Le Festival du film français est de retour à Cuba. À l’occasion de sa 19e édition, il revient comme chaque année avec un grand nombre de longs métrages représentant la diversité de cette filmographie et une délégation de réalisateurs et d’acteurs pour présenter leurs films.

Ses organisateurs, les cinéastes Christophe Barratier et Noureddine Essadi, qui ont créé ce festival avec le groupe Cinemania, sont convaincus de son succès du fait de l’incontestable passion avec laquelle le public cubain accueille leurs propositions.

Le plus important dans le monde, quant au public !

Lors d’un bref dialogue après une conférence de presse à l’Hôtel Telegrafo La Havane, Barratier a déclaré : « Quand je suis arrivé à Cuba pour la première fois en 1998 pour présenter le film Microcosmos, ce fut comme un coup de foudre avec le public, et depuis lors j’ai décidé de travailler pour revenir. Le public cubain m’a profondément touché. C’est désormais une histoire d’amour. Je suis convaincu que le Festival du film français à Cuba est le plus important dans le monde quant au public. »

Le large éventail de genres cinématographiques distingue le cinéma français et à cette occasion – du 29 avril au 21 mai – des drames, des comédies, des thrillers, des biographies et des documentaires sont au programme : 19 films produits entre 2014 et 2016, et neuf classiques du patrimoine cinématographique français.

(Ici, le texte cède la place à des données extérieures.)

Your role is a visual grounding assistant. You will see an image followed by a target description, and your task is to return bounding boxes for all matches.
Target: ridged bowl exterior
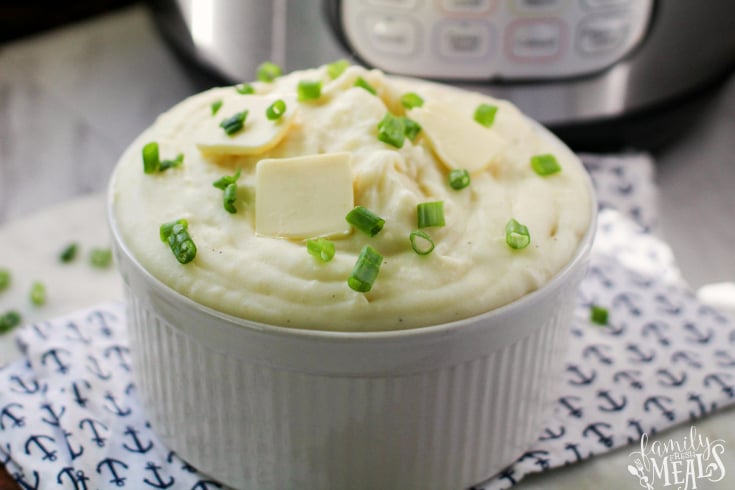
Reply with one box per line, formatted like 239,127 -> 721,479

Barratier, producteur du documentaire Microcosmos (1995), a réalisé trois films à succès, tous présentés en exclusivité à Cuba : Les Choristes (2004), Paris 36 (2008) et La guerre des boutons (2011).

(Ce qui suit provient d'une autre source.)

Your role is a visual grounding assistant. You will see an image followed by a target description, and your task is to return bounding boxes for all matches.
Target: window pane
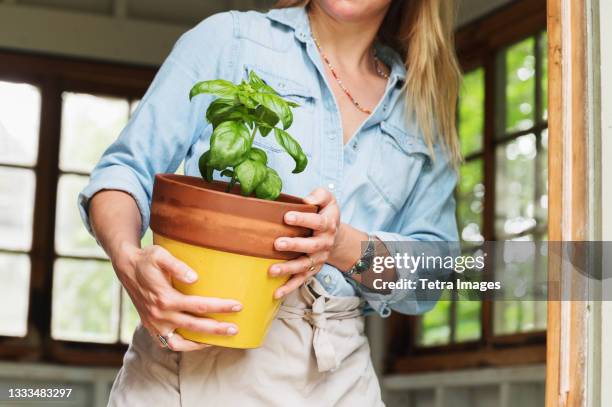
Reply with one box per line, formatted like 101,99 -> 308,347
121,290 -> 140,343
0,167 -> 36,251
60,92 -> 130,172
0,81 -> 41,166
455,298 -> 481,342
540,32 -> 548,120
0,253 -> 30,336
505,38 -> 535,132
495,134 -> 537,240
493,235 -> 548,335
457,159 -> 484,243
55,175 -> 106,257
459,68 -> 484,156
417,291 -> 451,346
51,259 -> 120,343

Le Festival a ouvert ses portes au cinéma Chaplin avec la projection en première mondiale du quatrième film de Barratier, L’Outsider, inspiré par l’un des plus grands scandales de l’histoire de la finance, le cas du trader français Jérôme Kerviel.

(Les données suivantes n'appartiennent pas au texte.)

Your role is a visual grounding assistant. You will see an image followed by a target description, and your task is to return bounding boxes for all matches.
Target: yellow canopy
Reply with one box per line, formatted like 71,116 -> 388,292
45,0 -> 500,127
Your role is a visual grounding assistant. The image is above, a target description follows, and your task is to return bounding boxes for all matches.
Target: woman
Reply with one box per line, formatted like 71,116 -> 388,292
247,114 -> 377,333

Le thème de la crise financière est très attractif, mais qu’est-ce-qui a motivé Barratier ? C’est la première question posée à la conférence de presse avec toute la délégation participant au Festival.

« Je ne savais rien du monde de la finance et cela ne m’intéressait pas non plus. J’ai eu connaissance du scandale financier dans la presse, puis j’ai rencontré personnellement Kerviel. Il m’a raconté ce qui est arrivé depuis son entrée dans la banque, en 2000, et son ascension fulgurante jusqu’à devenir trader.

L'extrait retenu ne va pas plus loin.